Adnan Farooq, who appeared on behalf of the respondent, told the WRC the deal with Mr Ahmad was that he “would be paid cash until the time he was registered as an apprentice with Solas” at the apprentice rate of pay.
Mr Farooq said the appropriate rate for an apprentice motor mechanic was €190 a week – and that he “would not have hired [Mr Ahmad]” if it meant paying minimum wage, but rather “someone with experience”.
He added that the business intended to “backpay the complainant at the apprentice rate” and that the parties had “parted ways” when Mr Ahmad sought the national minimum wage.
The tribunal heard the garage applied to register with Solas in October that year, and that an adviser from the State training agency visited the workplace to advise on requirements.

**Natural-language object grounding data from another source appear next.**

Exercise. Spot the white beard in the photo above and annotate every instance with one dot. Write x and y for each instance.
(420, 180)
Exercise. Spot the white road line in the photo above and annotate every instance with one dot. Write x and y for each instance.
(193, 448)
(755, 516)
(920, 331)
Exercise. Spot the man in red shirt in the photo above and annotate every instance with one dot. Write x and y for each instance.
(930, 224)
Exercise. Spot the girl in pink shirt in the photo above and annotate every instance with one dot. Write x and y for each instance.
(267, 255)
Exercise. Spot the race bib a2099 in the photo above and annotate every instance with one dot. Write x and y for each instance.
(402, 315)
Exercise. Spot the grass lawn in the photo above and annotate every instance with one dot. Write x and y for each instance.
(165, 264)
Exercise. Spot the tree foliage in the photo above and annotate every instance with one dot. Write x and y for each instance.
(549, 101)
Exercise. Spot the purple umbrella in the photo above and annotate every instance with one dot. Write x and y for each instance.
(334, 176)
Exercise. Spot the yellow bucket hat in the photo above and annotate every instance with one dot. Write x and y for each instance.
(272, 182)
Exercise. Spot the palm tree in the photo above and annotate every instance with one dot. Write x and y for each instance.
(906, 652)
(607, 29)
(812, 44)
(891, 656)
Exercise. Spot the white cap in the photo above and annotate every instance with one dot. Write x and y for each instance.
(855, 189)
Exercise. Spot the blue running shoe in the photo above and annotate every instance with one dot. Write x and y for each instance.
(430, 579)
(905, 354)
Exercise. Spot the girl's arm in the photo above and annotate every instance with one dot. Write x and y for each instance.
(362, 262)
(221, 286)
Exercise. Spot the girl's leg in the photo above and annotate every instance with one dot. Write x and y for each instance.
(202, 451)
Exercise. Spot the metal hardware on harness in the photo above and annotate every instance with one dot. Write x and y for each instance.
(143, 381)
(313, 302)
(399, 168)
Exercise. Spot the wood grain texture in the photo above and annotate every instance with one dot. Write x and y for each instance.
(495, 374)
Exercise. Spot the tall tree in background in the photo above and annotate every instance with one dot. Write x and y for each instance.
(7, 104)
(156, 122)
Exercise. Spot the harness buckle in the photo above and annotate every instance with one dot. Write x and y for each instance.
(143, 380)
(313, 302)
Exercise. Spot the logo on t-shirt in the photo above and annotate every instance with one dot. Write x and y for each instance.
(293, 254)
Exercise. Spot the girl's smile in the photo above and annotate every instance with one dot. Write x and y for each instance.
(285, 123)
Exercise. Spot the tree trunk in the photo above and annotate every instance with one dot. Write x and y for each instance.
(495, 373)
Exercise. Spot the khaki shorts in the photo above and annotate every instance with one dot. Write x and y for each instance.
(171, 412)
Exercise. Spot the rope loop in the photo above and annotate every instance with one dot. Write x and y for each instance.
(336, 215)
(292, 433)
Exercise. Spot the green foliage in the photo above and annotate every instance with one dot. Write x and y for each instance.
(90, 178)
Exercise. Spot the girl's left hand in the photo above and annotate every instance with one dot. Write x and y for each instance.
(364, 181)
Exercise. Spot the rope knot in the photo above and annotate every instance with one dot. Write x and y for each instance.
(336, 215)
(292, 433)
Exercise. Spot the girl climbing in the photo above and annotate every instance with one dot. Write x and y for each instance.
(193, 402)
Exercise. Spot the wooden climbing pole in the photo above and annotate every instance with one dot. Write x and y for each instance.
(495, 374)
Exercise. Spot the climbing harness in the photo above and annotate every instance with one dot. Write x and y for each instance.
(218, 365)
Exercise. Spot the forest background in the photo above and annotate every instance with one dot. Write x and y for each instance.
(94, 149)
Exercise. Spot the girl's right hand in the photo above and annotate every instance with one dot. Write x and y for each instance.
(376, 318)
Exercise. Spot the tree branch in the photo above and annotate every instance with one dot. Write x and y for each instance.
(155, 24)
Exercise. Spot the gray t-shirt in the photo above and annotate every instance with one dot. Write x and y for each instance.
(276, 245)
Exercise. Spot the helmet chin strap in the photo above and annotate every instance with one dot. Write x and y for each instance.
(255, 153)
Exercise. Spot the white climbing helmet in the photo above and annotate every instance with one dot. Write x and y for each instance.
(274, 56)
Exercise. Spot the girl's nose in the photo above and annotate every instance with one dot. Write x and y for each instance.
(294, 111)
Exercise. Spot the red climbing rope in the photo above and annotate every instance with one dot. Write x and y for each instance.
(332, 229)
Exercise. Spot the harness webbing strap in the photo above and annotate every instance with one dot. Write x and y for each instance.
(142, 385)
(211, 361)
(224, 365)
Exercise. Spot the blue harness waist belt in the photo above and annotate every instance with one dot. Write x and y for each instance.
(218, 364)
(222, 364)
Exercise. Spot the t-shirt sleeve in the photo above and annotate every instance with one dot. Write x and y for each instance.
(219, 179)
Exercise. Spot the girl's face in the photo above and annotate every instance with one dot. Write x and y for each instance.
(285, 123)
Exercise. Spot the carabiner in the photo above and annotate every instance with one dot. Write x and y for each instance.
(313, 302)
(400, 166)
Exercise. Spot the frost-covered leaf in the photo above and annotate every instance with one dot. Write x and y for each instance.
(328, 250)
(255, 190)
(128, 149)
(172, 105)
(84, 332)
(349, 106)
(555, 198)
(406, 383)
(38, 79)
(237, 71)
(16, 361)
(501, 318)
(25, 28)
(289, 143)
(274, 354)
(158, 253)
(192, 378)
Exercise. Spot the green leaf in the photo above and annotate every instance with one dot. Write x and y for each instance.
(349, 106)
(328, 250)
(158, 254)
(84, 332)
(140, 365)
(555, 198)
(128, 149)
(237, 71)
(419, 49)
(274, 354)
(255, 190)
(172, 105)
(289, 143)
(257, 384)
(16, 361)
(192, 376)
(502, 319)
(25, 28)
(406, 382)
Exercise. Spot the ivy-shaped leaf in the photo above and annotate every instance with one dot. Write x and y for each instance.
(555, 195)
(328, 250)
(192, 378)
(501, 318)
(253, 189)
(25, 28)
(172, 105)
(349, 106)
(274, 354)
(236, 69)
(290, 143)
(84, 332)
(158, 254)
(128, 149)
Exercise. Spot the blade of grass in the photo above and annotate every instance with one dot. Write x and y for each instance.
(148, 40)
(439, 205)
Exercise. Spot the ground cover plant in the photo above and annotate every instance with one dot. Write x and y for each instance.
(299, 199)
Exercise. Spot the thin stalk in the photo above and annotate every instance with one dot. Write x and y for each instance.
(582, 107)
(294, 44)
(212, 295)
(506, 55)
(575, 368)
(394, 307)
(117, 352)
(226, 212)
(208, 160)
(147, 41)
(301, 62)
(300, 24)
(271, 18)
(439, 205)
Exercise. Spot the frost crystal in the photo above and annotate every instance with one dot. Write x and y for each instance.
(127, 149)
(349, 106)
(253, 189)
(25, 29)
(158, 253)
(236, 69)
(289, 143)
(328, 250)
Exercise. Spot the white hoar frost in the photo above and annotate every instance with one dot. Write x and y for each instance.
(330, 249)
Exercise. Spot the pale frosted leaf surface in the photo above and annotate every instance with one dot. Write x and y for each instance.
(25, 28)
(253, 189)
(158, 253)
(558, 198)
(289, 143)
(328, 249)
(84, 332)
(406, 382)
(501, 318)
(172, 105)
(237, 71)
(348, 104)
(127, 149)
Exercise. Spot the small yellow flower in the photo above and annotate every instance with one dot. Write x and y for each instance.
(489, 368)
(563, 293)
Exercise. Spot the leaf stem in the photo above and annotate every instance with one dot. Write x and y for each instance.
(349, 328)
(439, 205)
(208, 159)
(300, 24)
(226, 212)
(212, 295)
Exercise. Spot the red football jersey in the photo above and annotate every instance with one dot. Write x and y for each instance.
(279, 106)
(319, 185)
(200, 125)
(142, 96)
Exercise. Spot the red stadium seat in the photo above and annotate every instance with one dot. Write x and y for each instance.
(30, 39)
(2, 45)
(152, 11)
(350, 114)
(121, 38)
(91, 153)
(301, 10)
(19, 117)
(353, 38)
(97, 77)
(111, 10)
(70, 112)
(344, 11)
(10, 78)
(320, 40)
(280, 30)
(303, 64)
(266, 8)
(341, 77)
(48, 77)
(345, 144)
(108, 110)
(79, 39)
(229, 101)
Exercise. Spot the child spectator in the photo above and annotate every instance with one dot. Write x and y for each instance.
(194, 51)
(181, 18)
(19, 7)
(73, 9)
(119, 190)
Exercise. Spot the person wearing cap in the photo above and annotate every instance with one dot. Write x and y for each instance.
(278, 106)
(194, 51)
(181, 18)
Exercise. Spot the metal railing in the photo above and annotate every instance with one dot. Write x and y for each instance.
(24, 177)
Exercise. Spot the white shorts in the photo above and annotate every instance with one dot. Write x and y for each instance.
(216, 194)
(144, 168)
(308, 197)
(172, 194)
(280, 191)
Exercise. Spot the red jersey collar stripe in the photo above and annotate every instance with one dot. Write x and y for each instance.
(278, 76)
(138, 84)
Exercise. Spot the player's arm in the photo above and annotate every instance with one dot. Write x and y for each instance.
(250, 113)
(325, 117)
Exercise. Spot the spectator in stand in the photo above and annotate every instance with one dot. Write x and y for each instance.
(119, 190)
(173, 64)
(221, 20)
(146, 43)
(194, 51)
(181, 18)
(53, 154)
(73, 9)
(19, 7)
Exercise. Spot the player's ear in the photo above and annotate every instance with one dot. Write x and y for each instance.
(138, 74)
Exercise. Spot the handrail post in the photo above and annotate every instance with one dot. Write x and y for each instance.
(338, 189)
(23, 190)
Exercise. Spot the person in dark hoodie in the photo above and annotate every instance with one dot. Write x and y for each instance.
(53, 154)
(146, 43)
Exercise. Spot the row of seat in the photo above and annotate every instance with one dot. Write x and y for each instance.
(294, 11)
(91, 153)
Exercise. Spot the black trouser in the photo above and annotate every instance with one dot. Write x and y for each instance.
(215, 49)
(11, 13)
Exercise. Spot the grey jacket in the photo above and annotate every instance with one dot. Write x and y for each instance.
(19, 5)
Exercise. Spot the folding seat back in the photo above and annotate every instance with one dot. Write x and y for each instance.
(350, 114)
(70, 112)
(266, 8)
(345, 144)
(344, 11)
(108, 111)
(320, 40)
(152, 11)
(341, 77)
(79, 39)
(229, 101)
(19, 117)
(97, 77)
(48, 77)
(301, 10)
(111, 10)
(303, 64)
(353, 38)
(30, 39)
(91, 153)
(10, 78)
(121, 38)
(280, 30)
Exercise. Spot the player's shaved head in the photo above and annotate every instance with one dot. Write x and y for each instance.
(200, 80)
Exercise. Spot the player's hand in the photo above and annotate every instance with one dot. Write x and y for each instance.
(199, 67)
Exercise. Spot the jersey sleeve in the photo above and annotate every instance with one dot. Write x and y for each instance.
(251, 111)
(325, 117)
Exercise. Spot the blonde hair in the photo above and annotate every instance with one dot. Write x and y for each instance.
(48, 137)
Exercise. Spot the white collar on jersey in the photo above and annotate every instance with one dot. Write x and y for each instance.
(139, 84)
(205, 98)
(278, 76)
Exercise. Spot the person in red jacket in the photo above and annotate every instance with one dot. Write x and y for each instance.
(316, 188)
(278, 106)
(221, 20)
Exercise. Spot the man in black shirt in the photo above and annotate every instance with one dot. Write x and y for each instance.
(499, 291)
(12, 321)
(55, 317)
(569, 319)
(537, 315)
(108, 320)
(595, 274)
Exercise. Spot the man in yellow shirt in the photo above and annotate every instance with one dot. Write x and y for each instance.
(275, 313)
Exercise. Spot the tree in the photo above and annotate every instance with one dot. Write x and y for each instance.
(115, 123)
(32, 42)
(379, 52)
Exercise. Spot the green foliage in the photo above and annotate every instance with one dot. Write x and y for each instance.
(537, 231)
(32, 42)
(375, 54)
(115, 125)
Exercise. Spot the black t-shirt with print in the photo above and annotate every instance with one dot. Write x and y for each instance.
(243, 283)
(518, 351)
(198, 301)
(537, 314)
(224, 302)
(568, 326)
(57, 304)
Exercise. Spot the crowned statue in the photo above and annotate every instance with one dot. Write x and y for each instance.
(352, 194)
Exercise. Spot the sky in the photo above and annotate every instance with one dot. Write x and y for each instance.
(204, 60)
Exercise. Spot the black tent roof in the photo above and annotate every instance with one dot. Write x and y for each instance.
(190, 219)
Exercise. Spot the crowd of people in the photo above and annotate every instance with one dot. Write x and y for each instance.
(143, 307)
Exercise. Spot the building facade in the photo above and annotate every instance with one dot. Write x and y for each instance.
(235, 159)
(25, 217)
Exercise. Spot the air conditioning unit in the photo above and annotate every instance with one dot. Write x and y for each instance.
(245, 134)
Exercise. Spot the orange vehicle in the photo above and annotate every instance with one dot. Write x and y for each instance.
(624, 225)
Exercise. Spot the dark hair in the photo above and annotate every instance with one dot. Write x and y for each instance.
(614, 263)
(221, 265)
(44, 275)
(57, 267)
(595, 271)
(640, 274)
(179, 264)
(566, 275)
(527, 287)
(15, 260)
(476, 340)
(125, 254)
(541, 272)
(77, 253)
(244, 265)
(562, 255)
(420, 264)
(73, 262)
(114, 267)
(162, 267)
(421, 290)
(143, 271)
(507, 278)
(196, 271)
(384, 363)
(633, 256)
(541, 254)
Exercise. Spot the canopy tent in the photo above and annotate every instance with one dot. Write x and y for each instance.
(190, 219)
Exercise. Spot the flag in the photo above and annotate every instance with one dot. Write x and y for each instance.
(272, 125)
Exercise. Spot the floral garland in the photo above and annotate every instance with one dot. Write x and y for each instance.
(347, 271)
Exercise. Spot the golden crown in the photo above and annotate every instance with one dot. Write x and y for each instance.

However, Mr Farooq stated that the registration forms were “misdirected in the post”, causing a delay to Mr Ahmad’s registration.
Mr Farooq said he accepted that the business owed Mr Ahmad wages, but did not agree they were payable at the national minimum wage – outlining to the tribunal that it intended to pay the complainant his back wages at the apprentice rate.
In her decision, adjudicator Kara Turner noted that it was “common case that there were no wages paid” to Mr Ahmad from September 30th 2024 toJanuary 6th 2025.
She noted the garage’s position that an apprentice motor mechanic was paid €190 a week for a five-day week working 9am to 6pm with an hour of unpaid breaks during the day.
“This equates to €4.75 per hour,” she wrote. The minimum wage applicable to Mr Ahmad, according to his age, was €11.43 an hour up to the end of 2024, and rose to €12.15 in 2025, she added.
Ms Turner wrote that while the National Minimum Wage Act 2000 exempted apprentices, Mr Ahmad had not been registered as one. She added that any issue about the exchange of registration forms with Solas was “immaterial”.
“The real issue is that I can find no lawful basis to support the respondent’s position that an hourly pay rate of €4.75, or other apprentice rate of pay, was the properly payable rate,” she wrote.
She found that Mr Ahmad was entitled to the national minimum wage applicable to his age for his time in employment with the garage, awarding him €5,418 in compensation on that basis.